American mining engineer (1856–1931)

William Lawrence Saunders (November 1, 1856 – June 25, 1931) was a mining engineer who was chairman of the Naval Consulting Board during World War I. He was chairman of the board of Ingersoll Rand.

==Biography==
He was born in 1856 to Reverend William Trebell Saunders and Eliza S. Morton in Columbus, Georgia. His family moved to Apalachicola, Florida, where his father became the pastor of the Trinity Protestant Episcopal Church.

He married Bertha Louise Gaston on August 3, 1886, in Kingston, Rhode Island. They had two daughters, Louise Saunders Perkins and Jean Saunders Lancaster.

On March 24, 1904, he was made president of the Ingersoll Sergeant Drill Company after the death of William Russell Grace. In May 1905, the Ingersoll-Sergeant Drill Company and the Rand Drill Company merged into Ingersoll Rand. He became the first president of the now combined Ingersoll Rand in 1906.
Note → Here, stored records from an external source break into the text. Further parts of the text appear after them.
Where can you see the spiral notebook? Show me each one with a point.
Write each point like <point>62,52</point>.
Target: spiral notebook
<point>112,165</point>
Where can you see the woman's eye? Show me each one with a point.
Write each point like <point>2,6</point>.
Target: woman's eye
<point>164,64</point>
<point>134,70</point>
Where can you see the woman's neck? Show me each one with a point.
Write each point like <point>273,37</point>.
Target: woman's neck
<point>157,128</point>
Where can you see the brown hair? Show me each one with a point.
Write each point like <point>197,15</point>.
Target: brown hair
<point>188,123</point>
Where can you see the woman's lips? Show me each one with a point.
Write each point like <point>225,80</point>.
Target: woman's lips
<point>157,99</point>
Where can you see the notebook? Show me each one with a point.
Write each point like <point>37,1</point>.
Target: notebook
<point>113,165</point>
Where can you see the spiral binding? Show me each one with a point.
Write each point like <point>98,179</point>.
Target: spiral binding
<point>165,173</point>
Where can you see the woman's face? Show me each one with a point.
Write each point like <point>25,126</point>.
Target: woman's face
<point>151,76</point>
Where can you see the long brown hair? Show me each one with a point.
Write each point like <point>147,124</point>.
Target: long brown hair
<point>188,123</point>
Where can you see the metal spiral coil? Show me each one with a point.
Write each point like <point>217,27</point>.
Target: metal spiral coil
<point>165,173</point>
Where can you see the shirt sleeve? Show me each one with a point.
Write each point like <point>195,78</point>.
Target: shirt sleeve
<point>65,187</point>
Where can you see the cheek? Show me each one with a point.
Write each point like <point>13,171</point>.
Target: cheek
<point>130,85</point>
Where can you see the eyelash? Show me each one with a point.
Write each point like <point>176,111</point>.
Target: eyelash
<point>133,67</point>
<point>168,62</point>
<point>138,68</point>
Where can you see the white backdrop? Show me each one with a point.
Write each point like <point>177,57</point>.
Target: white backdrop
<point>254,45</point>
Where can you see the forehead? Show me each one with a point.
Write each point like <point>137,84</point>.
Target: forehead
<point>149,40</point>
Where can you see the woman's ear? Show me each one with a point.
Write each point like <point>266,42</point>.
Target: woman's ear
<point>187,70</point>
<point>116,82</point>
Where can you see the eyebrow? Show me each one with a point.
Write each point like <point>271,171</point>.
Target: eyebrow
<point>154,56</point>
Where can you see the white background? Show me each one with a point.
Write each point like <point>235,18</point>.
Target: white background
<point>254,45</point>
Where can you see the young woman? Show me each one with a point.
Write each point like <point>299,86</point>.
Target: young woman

He resided in North Plainfield, New Jersey. He died on June 25, 1931, in Tenerife on the Canary Islands. He was buried in Hillside Cemetery in Scotch Plains, New Jersey.

Saunders was the first president of the New Jersey Men's League for Women's Suffrage.

He also served as the 1915 president of AIME (American Institute of Mining, Metallurgical and Petroleum Engineers). and deputy chairman of the Federal Reserve Bank of New York.